Two SAIT alumni named to Avenue's Top 40 Under 40
Stop us if you've heard this one — a paramedic, a satellite communications technician and a microbrewery owner walk into a bar . . .
"Sounds like the start of a joke, doesn't it?" chuckles Jeff Orr.
Yes, but here's the punch line: Orr has been all three of these people at different points in his life. And right now, he's best known as the president and co-owner of Tool Shed Brewing, the little Calgary brewery that could.
Launched in 2012, Tool Shed does $2 million a year in sales, produces a million litres of suds annually, and serves up beer connoisseur-approved ales like People Skills and Red Rage. Tool Shed is also the creator of Centenni-Ale, SAIT's centennial beer.
That overnight success story, and the company's reputation as the darling of Calgary's craft crowd, have landed Orr and his Tool Shed co-founder Graham Sherman on the 2016 edition of Avenue Magazine's Top 40 Under 40 list.
Orr is one of two SAIT alumni — and three members of the SAIT crowd altogether — named to the list, alongside Green Event Services founder Colin Smith and SAIT School of Manufacturing and Automation Associate Dean Jim Szautner.
Smith's company, hatched in late 2013, is Calgary's first environmentally focused event waste management business, and has already diverted more than 60 tonnes of waste from landfills. Szautner, meanwhile, has worked tirelessly to ignite a passion for the trades in a new generation, through initiatives like a School of Transportation summer camp for kids aged 9 through 17.

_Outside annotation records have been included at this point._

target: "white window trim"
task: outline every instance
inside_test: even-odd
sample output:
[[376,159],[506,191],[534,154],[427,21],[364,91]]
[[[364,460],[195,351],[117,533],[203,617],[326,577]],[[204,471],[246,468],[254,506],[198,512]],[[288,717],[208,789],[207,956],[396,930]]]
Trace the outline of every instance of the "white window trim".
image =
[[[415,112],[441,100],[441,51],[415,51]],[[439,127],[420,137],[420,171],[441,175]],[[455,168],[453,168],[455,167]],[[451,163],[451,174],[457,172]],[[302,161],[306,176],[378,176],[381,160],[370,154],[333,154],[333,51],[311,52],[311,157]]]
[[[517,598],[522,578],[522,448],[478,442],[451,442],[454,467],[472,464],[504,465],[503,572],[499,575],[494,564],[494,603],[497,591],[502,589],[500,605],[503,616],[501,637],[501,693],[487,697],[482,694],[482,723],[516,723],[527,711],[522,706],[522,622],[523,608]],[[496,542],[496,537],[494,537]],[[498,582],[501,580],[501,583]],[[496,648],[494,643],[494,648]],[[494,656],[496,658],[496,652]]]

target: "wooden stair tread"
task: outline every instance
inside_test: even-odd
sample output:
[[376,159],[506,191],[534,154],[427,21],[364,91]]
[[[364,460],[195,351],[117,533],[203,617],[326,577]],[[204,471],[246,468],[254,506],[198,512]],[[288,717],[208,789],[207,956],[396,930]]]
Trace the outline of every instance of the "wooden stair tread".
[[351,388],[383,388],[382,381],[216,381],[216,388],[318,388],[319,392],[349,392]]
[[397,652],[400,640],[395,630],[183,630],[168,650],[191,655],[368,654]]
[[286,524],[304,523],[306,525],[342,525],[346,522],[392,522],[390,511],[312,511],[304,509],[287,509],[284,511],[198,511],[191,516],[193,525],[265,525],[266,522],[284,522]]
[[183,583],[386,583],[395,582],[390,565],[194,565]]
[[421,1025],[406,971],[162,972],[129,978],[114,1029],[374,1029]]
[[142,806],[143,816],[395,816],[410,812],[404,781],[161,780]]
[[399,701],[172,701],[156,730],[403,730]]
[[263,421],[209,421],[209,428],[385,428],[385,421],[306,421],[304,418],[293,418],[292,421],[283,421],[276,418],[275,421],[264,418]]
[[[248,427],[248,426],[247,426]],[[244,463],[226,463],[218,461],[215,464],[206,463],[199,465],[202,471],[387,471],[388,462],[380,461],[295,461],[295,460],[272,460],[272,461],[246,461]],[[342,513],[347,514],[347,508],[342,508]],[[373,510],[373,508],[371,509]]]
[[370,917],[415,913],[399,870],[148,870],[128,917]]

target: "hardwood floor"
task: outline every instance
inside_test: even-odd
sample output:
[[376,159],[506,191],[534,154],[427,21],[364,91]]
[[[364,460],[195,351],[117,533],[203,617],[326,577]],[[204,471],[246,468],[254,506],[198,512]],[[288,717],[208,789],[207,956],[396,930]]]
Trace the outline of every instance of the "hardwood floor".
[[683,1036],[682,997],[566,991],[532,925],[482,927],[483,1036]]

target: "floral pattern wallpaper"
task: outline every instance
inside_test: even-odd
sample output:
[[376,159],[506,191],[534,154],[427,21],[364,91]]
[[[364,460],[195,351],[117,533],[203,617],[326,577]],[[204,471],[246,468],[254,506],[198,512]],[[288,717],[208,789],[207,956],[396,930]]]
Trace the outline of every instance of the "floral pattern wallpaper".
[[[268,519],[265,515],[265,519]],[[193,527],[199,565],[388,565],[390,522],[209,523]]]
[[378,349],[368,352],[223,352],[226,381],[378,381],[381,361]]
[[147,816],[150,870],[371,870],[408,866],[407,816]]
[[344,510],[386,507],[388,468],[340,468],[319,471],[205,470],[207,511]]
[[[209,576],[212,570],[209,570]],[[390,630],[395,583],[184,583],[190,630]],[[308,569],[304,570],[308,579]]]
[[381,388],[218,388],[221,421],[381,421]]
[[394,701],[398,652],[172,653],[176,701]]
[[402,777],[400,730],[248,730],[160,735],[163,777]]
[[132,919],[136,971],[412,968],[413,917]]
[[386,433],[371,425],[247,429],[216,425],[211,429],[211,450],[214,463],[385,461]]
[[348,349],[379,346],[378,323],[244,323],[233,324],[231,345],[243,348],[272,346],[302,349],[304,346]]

Smith was trained as an electrician at SAIT, but volunteered to take on the environmental practices portfolio at the 2012 Sled Island music festival. The rest, as they say, is history.
Green Event Services is steering its clients, which include X-Fest, the Stampede Roundup and Oxford Stomp, toward zero-waste targets through the use of compostable foodware and avoidance of one-time-use items like straws and disposable beer cups.
"We've shown that waste management doesn't have to be an afterthought for events and festivals-actually, that it can be an area of responsibility and leadership," says Smith.
"There's still a very large educational component to what we do. It's meaningful work with a positive impact."